A more accurate measure of hurricane activity uses accumulated cyclone energy (ACE), which accounts for storm count, intensity, and duration. While the North Atlantic saw a 9% higher ACE than the 1991-2021 average this year, all other Northern Hemisphere basins—Northeast Pacific, Northwest Pacific, and North Indian—recorded an overall ACE 19% below normal.

The UN’s push for “carbon neutrality” has recently faced setbacks. Its COP 30 summit in Belém, Brazil concluded with a significant reversal of earlier commitments from COP 28 in Dubai, where more than half the nations opposed non-binding pledges to phase out fossil fuels.

Regarding rising oceans, the UN previously claimed they would flood the Maldives, necessitating financial aid from developed countries. Yet, the Maldives’ airport expansion—built on land only five feet above sea level—has proceeded despite these predictions.

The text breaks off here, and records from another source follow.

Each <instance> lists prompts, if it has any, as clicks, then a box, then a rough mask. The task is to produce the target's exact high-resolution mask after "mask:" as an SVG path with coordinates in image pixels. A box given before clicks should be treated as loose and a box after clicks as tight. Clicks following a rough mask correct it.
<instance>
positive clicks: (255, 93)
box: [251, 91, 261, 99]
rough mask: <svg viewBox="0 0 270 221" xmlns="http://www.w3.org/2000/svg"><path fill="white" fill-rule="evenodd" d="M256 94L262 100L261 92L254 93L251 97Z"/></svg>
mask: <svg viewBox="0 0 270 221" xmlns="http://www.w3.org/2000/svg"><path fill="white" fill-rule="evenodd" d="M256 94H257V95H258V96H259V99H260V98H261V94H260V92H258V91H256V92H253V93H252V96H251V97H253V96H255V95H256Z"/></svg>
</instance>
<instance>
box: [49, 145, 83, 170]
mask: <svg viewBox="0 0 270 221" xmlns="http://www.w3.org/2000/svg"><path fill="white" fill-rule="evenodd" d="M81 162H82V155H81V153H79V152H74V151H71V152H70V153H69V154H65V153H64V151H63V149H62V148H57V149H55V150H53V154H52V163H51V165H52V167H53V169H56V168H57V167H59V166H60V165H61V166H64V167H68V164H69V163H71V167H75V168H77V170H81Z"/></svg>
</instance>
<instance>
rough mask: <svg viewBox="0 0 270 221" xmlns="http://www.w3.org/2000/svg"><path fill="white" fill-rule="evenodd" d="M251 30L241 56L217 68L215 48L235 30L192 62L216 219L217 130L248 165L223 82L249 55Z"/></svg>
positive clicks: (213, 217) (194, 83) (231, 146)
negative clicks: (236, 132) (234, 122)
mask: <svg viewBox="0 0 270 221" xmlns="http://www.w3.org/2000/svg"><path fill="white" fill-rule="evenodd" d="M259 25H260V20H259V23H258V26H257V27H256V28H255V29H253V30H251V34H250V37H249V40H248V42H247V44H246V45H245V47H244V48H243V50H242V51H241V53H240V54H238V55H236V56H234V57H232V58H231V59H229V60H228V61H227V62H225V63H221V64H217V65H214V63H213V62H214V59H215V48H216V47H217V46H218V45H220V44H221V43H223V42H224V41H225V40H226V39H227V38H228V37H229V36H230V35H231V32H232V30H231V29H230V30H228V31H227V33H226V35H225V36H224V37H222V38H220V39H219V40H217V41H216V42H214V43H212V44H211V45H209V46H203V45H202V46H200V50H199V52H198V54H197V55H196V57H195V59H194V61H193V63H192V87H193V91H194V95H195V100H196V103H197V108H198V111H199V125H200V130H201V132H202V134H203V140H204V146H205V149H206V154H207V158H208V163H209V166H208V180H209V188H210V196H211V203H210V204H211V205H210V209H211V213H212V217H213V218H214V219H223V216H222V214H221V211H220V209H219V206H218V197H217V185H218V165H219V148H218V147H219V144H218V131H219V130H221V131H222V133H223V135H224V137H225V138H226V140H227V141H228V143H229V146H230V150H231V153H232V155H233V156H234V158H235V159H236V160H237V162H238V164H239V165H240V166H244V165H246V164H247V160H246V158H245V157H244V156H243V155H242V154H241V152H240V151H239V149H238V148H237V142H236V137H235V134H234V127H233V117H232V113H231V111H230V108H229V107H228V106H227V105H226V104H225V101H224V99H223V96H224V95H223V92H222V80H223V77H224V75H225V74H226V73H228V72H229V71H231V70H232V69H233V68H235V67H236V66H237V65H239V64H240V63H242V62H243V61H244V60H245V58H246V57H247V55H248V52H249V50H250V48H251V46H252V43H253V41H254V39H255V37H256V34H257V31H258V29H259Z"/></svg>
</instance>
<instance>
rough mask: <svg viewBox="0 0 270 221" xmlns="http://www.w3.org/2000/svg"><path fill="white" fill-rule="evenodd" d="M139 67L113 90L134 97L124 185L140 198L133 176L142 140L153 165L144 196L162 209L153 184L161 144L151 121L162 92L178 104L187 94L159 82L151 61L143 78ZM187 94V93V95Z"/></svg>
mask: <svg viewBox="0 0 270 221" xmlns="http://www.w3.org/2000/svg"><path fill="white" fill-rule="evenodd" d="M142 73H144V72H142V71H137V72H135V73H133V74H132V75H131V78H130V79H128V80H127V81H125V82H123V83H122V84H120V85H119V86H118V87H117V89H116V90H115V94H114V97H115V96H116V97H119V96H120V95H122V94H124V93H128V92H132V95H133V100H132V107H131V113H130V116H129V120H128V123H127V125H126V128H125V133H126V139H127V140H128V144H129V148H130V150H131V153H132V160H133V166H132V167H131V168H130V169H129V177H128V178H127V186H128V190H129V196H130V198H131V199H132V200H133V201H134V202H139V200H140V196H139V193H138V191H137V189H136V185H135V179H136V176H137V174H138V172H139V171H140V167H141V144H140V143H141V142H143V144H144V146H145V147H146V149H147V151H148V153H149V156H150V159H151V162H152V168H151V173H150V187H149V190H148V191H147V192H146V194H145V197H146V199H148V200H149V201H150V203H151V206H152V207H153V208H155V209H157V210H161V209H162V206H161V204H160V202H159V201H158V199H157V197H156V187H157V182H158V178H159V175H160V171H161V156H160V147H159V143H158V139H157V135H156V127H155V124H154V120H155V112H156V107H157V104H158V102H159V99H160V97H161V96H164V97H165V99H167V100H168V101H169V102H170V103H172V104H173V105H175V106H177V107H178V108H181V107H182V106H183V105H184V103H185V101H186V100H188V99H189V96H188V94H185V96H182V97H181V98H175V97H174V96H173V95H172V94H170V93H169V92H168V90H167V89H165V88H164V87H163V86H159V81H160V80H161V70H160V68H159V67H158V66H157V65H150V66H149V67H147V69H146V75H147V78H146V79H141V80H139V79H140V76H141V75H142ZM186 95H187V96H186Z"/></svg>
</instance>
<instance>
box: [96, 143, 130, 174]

A study published in Nature initially forecasted a 62% global economic decline by 2100 under high-carbon scenarios but was later revised down to 23%. The original analysis failed to account for the substantial economic benefits of fossil fuels, which supply over 80% of the world’s energy, or the severe costs of unreliable energy.

Europe claims a 30% reduction in carbon emissions since 2005—more than the U.S.’s 17% drop—but electricity prices have soared across much of the continent. Germany now has the highest domestic electricity rates globally, while the United Kingdom leads in industrial rates.

President Trump’s administration announced plans to roll back federal fuel economy standards known as Corporate Average Fuel Economy (CAFE) rules. This would lower requirements from 50.4 miles per gallon for model year 2031 vehicles down to 34.5 miles per gallon, and reclassify many SUVs as passenger cars instead of light trucks—potentially saving consumers over $100 billion in five years.

Additionally, the EPA seeks to rescind its 2009 “endangerment finding,” a determination that greenhouse gases threaten public health by raising global temperatures. This decision would remove regulations targeting carbon emissions from power plants and transportation.

The only true endangerment to public health and welfare results from rising tides of bad government energy policies based on an exaggerated climate crisis narrative, which have inflicted economic harm and strained household budgets.